Binary Star Visualisations


For a while now I have been trying to develop a code to produce images of interacting binary stars. Initially I'm working on low-mass X-ray binaries and cataclysmic variables, but eventually I'd like to extend it to high-mass systems, Algols and other kinds. A number of 'artists impressions' circulate around (check out Mark Garlick's site for some beautiful examples), but until recently there has been no readily available code to produce a picture of a particular system of interest (i.e. with mass ratio, inclination, stellar temperature, etc to order). What I've been trying to do is to combine the image quality possible with current 3D graphics software libraries and hardware, with as much scientific input as possible. The eventual aim is to produce a general purpose program that can produce images and animations of any binary of interest. A similar but independant code (also based on OpenGL) has recently been made available by Andrew Beardmore here. Dan Rolfe has another code (which also does teapots!) and Jens Kube has yet another.

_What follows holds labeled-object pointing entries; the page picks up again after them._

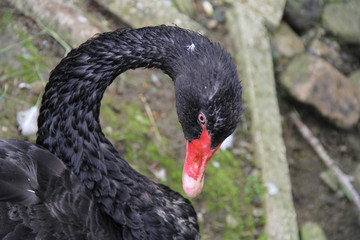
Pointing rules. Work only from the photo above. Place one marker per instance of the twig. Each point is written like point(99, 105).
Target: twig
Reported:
point(319, 149)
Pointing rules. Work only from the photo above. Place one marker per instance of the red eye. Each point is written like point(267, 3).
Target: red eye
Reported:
point(202, 118)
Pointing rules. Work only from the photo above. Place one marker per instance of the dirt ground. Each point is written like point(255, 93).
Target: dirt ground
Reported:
point(314, 201)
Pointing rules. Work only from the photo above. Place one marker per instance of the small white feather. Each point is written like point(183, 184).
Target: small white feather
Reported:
point(227, 143)
point(27, 121)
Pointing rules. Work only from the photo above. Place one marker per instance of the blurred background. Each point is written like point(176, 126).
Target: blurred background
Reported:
point(314, 49)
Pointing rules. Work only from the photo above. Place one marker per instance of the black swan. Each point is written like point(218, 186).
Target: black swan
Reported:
point(92, 192)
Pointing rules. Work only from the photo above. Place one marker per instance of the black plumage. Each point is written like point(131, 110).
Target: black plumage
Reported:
point(95, 194)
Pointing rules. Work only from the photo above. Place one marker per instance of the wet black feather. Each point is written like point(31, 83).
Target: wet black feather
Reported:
point(121, 203)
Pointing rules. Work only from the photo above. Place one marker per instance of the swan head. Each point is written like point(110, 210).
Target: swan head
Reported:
point(208, 104)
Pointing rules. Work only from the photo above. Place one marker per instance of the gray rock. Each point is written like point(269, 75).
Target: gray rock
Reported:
point(343, 19)
point(314, 81)
point(355, 79)
point(303, 14)
point(288, 43)
point(312, 231)
point(332, 52)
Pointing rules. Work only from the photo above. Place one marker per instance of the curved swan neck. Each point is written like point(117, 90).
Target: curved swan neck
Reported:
point(71, 101)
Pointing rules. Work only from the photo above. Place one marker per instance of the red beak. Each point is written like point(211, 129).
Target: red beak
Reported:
point(198, 155)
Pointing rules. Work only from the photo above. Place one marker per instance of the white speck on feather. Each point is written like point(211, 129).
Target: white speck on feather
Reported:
point(191, 47)
point(272, 188)
point(227, 143)
point(27, 121)
point(24, 85)
point(82, 19)
point(160, 174)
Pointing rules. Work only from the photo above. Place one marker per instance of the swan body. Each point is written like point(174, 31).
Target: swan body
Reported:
point(104, 194)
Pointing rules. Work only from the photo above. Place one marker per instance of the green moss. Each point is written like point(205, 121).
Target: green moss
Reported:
point(29, 64)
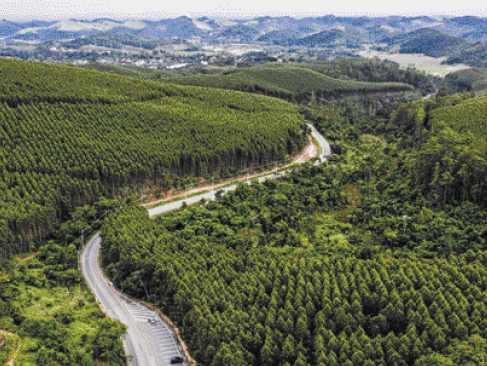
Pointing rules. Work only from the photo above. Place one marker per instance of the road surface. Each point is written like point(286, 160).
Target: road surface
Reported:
point(149, 344)
point(324, 154)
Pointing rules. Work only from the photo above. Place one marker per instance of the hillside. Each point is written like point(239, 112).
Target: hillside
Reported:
point(69, 135)
point(353, 262)
point(435, 43)
point(289, 83)
point(450, 132)
point(473, 79)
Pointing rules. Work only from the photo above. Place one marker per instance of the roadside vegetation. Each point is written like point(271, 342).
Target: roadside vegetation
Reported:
point(355, 262)
point(45, 305)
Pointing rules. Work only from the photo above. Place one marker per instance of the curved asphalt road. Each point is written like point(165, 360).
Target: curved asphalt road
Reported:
point(149, 344)
point(325, 153)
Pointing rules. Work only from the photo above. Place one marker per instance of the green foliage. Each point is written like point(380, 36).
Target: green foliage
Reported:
point(374, 71)
point(9, 344)
point(291, 83)
point(69, 136)
point(473, 79)
point(450, 133)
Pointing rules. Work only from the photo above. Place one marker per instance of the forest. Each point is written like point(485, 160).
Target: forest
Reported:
point(69, 136)
point(355, 262)
point(291, 83)
point(376, 257)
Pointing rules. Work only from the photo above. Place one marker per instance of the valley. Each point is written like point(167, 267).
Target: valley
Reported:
point(243, 192)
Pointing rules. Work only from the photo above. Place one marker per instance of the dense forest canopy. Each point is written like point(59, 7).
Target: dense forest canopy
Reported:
point(450, 132)
point(296, 84)
point(351, 263)
point(68, 136)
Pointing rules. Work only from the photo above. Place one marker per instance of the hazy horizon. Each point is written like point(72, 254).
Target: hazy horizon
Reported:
point(58, 10)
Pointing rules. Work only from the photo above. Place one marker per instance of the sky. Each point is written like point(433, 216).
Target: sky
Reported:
point(17, 10)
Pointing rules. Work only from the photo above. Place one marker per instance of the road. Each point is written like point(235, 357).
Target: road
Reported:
point(148, 344)
point(324, 154)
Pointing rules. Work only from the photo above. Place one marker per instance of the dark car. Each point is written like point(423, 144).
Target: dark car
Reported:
point(177, 359)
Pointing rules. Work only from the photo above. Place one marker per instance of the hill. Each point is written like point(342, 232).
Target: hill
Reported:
point(473, 79)
point(434, 43)
point(289, 83)
point(69, 135)
point(450, 134)
point(427, 41)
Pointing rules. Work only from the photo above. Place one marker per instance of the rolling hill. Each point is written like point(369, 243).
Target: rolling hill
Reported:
point(69, 135)
point(473, 79)
point(288, 82)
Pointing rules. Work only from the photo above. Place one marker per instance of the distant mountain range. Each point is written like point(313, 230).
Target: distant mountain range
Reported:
point(461, 39)
point(272, 30)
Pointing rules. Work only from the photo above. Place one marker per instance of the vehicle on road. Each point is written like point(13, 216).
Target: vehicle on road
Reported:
point(176, 360)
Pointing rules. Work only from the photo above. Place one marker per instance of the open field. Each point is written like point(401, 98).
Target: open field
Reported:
point(421, 62)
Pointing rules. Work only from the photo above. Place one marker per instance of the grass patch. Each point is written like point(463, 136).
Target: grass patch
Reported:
point(10, 343)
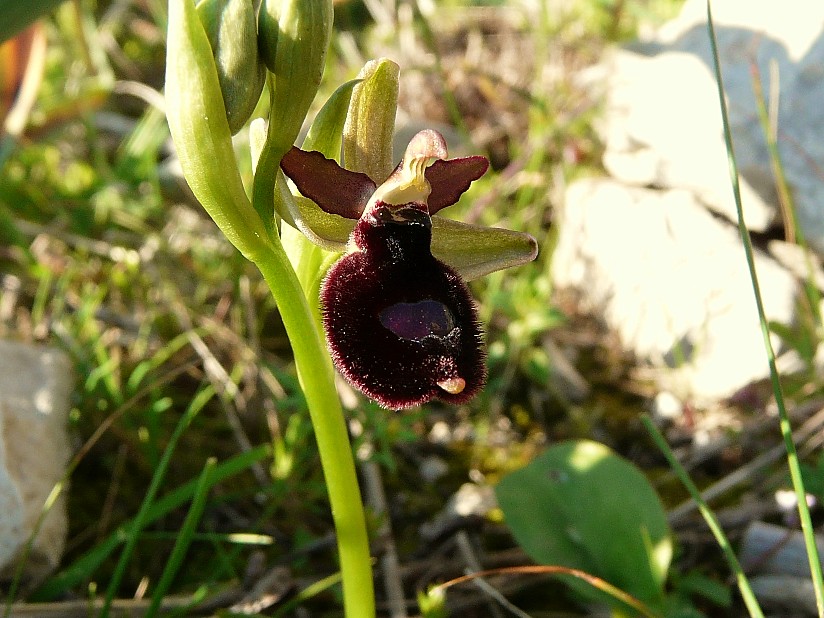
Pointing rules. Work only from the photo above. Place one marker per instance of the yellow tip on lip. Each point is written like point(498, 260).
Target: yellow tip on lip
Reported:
point(453, 386)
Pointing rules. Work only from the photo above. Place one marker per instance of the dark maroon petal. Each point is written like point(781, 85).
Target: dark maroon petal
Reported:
point(451, 177)
point(336, 190)
point(401, 325)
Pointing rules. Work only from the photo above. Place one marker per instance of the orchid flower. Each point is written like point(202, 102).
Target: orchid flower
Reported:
point(400, 322)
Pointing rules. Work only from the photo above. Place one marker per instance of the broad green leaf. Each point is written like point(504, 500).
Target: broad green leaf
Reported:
point(582, 506)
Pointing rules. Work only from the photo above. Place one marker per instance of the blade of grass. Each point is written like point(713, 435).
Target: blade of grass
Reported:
point(784, 421)
point(84, 567)
point(140, 520)
point(740, 578)
point(184, 538)
point(768, 119)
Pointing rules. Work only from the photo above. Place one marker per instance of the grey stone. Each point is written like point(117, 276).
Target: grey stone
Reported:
point(35, 386)
point(671, 280)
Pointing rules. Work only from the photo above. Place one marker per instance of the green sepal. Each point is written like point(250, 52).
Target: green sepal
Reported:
point(370, 124)
point(200, 130)
point(231, 27)
point(476, 251)
point(326, 133)
point(324, 136)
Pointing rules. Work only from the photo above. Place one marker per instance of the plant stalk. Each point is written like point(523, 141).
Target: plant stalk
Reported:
point(317, 379)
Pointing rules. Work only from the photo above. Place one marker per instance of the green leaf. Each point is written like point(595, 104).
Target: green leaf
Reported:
point(582, 506)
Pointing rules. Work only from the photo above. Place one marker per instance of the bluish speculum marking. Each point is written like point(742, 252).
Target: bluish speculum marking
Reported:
point(417, 320)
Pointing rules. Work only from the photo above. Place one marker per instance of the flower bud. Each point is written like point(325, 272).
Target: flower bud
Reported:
point(200, 131)
point(293, 38)
point(231, 28)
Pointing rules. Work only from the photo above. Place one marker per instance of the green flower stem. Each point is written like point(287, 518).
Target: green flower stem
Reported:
point(316, 376)
point(317, 379)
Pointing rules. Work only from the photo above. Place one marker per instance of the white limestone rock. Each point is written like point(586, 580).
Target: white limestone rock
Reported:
point(35, 386)
point(662, 125)
point(671, 280)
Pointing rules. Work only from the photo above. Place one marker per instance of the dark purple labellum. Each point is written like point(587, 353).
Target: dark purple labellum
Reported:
point(402, 325)
point(418, 320)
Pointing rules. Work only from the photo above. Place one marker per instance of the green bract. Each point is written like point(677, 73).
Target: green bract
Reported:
point(293, 37)
point(200, 130)
point(231, 28)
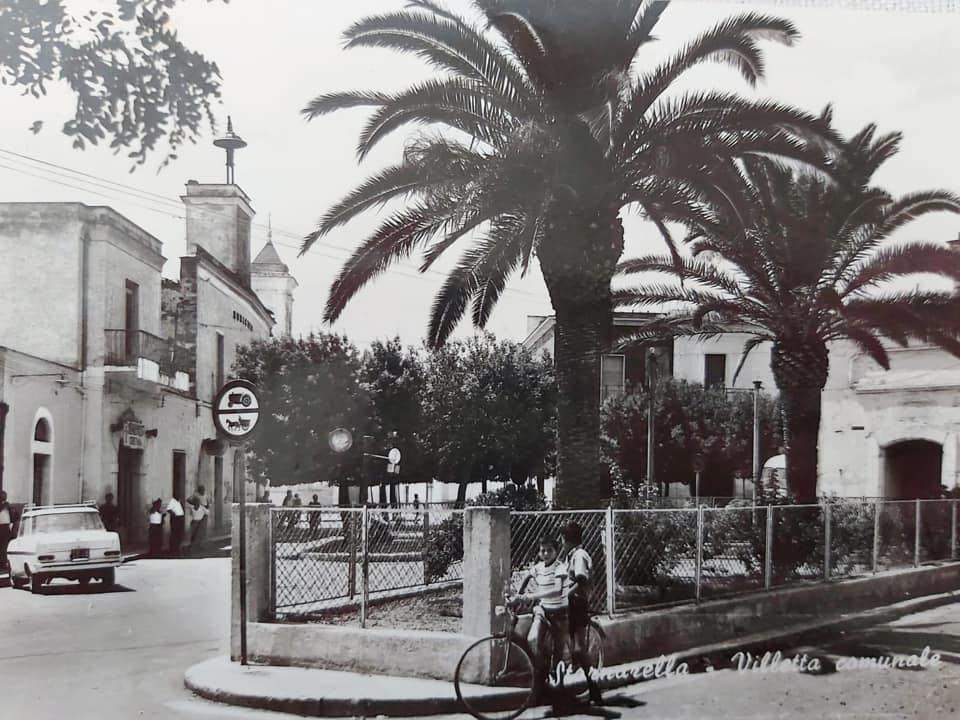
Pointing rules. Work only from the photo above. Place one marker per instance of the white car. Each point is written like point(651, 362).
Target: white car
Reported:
point(66, 541)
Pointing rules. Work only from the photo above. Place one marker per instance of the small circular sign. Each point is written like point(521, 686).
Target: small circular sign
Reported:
point(340, 440)
point(236, 409)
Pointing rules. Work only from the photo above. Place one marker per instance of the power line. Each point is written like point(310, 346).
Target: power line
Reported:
point(148, 196)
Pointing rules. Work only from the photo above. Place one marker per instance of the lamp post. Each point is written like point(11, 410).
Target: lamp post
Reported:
point(651, 370)
point(756, 435)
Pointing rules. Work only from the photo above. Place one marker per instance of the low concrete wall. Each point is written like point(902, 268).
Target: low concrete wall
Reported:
point(630, 637)
point(648, 634)
point(382, 651)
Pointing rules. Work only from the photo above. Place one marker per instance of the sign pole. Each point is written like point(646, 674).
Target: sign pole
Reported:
point(236, 410)
point(243, 573)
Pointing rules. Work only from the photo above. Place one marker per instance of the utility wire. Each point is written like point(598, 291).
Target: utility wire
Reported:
point(145, 195)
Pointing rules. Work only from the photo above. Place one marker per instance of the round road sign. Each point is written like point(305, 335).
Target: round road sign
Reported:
point(340, 440)
point(236, 409)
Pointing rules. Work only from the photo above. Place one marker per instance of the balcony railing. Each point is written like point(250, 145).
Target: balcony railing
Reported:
point(126, 348)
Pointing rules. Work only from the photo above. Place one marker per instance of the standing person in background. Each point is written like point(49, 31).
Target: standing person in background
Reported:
point(109, 513)
point(198, 517)
point(6, 523)
point(314, 516)
point(155, 530)
point(177, 522)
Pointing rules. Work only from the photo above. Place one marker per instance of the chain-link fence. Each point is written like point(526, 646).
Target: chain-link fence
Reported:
point(663, 556)
point(368, 565)
point(403, 566)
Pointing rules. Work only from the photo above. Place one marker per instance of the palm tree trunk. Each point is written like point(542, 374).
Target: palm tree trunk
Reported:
point(578, 265)
point(800, 368)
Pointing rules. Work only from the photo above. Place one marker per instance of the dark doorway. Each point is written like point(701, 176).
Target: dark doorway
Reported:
point(913, 469)
point(131, 318)
point(128, 474)
point(179, 475)
point(41, 484)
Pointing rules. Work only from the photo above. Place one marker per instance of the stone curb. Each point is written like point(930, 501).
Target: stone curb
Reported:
point(405, 707)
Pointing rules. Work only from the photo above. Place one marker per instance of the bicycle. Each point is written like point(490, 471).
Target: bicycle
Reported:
point(503, 660)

I have experimented with several implementations (IDL, Java-3D) but have finally settled on writing C++ code using the Mesa3D library. At the moment I'm using Redhat Linux 7.3 with Mesa 5.0. There is the facility to dump PPM and JPEG images and produce MPEG animations.

BinSim is proving to be rather portable. Although it was developed for Linux it can be readily compiled on other Unix variants (e.g. Solaris) and Unix-like operating systems (e.g. Mac OS X). The latest version also works under Windows!

From BinSim 0.7, full animation support is included. As well as orbital motion, there is Keplerian rotation in the disc, flickering at the hotspot, motion along the stream and 'bubbling' of the granulation on the companion star. Animation can be done in real time if you have a fast enough system, or to an MPEG file. I hope to add flickering to the X-ray source which lights up the disc and companion star soon. An old sample animation of a CV can be downloaded here. This has been MPEG compressed down to 1Mb, so the image quality is not fantastic. I will try to put some more and better movies on here in due course. Using the Berkeley mpeg_play program, I've found I need 'mpeg_play -dither color binarysim.mpg' to get it to display right on my 24 bit display.

I plan to expand this page soon with more images in the gallery and sample parameter files. A manual is about half written and this will describe some of the methodology as well as the use of the code. When I have a collection of samples and the manual then I might finally feel happy to release something called Version 1.0! After that I'm going to get back to doing fun new features.